When you think of online video, what comes to mind?
Very few answers will fail to mention YouTube and we all understand why. YouTube’s dominance can be traced back to the “B” word; “B” as in “billions.” Consider the music video Gangnam Style by Korean rapper Psy. It holds the distinction of being one of the most watched YouTube videos of all time with nearly 3 billion views.
With YouTube’s user base of over a billion people who watch millions of videos each day, it’s hard not to mention YouTube as a leader of online video.
The combination of better technology and social media outlets like Facebook, YouTube and Snapchat enabling live video capabilities allows consumers to embrace video, despite its uncertain place in the market.
A report from last quarter sheds light on what some call an up-and-coming video platform. Facebook, just universally recognized as YouTube, actually outdid its competitor in the following way: 21 percent of internet users in the U.S. reported watching live video on YouTube while 14 percent used Facebook Live last June. By November of last year, 16 percent reported using YouTube while 17 percent used Facebook.
Start-ups and other online companies failed where sites like Facebook, YouTube, Snapchat and other social media sites are gaining ground in the uncertain world of live streaming. Facebook Live was pitted against Snapchat Live Stories and Twitter’s Periscope and still came out on top. In addition, Facebook Live was the only platform that increased in reported viewership over the months it was tracked.
During this observation period, the total number of viewers did drop off slightly, but it’s not entirely clear as to why or due to a lack of authentic or quality content.
Unlike any other medium, video has the unique power to draw its viewership in with captivating and sometimes raw imagery.
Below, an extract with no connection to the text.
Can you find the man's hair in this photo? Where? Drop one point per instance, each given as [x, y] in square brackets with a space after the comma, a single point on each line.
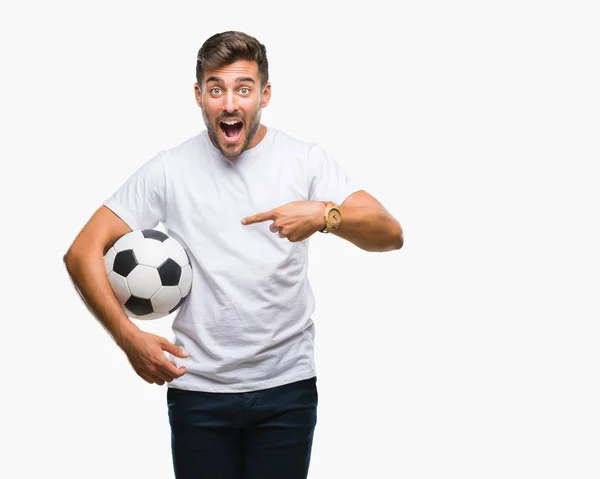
[225, 48]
The same holds for live video, which can be unpredictable, but no less engrossing. Just recently, for example, the nation sat on the edge of its seat watching two baby American bald eagles begin to hatch in Fort Myers, Florida. And it was all thanks to a live camera.
So there’s no surprise that Facebook pushes the idea to publishers to create video content. But it’s also asking individuals to do the same. Whether it’s to find the next Candace Payne, AKA, Chewbacca Mom, or capture an entire audience and upend its mood, Facebook knows there’s a bigger and brighter future in live streaming.
And while all these details about the best platform and where the best content will come from are ironed out, it’s important to note that this type of outreach is still in the niche category. Consumers are not yet accustomed to how it works exactly depending on the various sites they visit. No trend is clearly going in one direction or the other. Despite these uncertainties, there’s no way to ignore a good video and live streaming may be here to stay.